As for Eddie’s arguments that Brooke had failed to offer sufficient corroboration, the court said:

¶18. Eddie asserts that Brooke’s testimony lacked corroborating evidence. But the testimony of Jean, Erhart, and Eddie himself corroborated the vast majority of Brooke’s allegations. We have held that a claimant’s corroborating evidence “need not be sufficient in itself to establish the ground, but rather, need only provide enough supporting facts for a court to conclude the [claimant’s] testimony is true.” Williams v. Williams, 224 So. 3d 1282, 1287 (¶15) (Miss. Ct. App. 2017). In this case, the chancellor was provided more than enough testimony and evidence to corroborate Brooke’s testimony.

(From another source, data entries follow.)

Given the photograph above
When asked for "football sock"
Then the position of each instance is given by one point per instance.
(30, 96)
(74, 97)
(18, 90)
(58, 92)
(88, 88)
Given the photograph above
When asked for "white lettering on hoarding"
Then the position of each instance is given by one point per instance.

And finally, with regard to the sufficiency of the evidence, the court said:

¶19. Eddie also argues that the evidence provided at trial was insufficient to prove habitual cruel and inhuman treatment by a preponderance of the evidence. As the trier of fact, the chancellor “evaluates the sufficiency of proof based on the credibility of the witnesses and the weight of their testimony.” Rawson v. Buta, 609 So. 2d 426, 431 (Miss. 1992). Divorces based upon habitual cruel and inhuman treatment are necessarily fact-intensive and require a case-by-case analysis. James Shelson, Mississippi Chancery Practice § 38:5 (2019). The chancellor must dually focus on both the alleged conduct of the offending spouse as well as the impact of that conduct on the complaining spouse and the marriage. Heimert v. Heimert, 101 So. 3d 181, 184 (¶8) (Miss. Ct. App. 2012). Upon review, we “must employ a subjective standard,” rather than an ordinary, reasonable person standard, understanding that the impact of the conduct on the complaining spouse is crucial. Harmon v. Harmon, 141 So. 3d 37, 42 (¶16) (Miss. Ct. App. 2014) (citing Faries v. Faries, 607 So. 2d 1204, 1209 (Miss. 1992)).

¶20. Eddie correctly argues that a more extreme set of facts is required than a showing of “mere unkindness, rudeness, and incompatibility.” Reed v. Reed, 839 So. 2d 565, 570 (¶19) (Miss. Ct. App. 2003). But “our supreme court has specifically noted that ‘[t]here are many kinds of acts such as wilful failure to support, verbal abuse, neglect, and the like which, if taken alone will not constitute cruelty, but when taken together will manifest a course of conduct as a whole which may amount to cruelty.’” Rakestraw v. Rakestraw, 717 So. 2d 1284, 1288 (Miss. Ct. App. 1998) (citing Savell v. Savell, 240 So.2d 628, 629 (Miss.1970)). Also, abusive conduct that is routine and continuous suffices to meet the requisite burden. Lomax v. Lomax, 172 So. 3d 1258, 1261 (¶6) (Miss. Ct. App. 2016); see also Burnett v. Burnett, 271 So. 2d 90, 92 (Miss. 1972) (The “conduct must be habitual, that is, done so often, or continued so long, that its recurrence may be reasonably expected whenever occasion or opportunity present itself.”). For example, in Harmon, the offending spouse’s conduct included continuous sexual degradation, cursing and yelling, jealousy and constant accusations of infidelity, irrationality, and habitual name-calling. Harmon, 141 So. 3d. at 40 (¶¶5-11). Because the cumulative effect of the offending spouse’s behavior constituted cruelty, we upheld the chancellor’s judgment of divorce. Id. at 42 (¶17).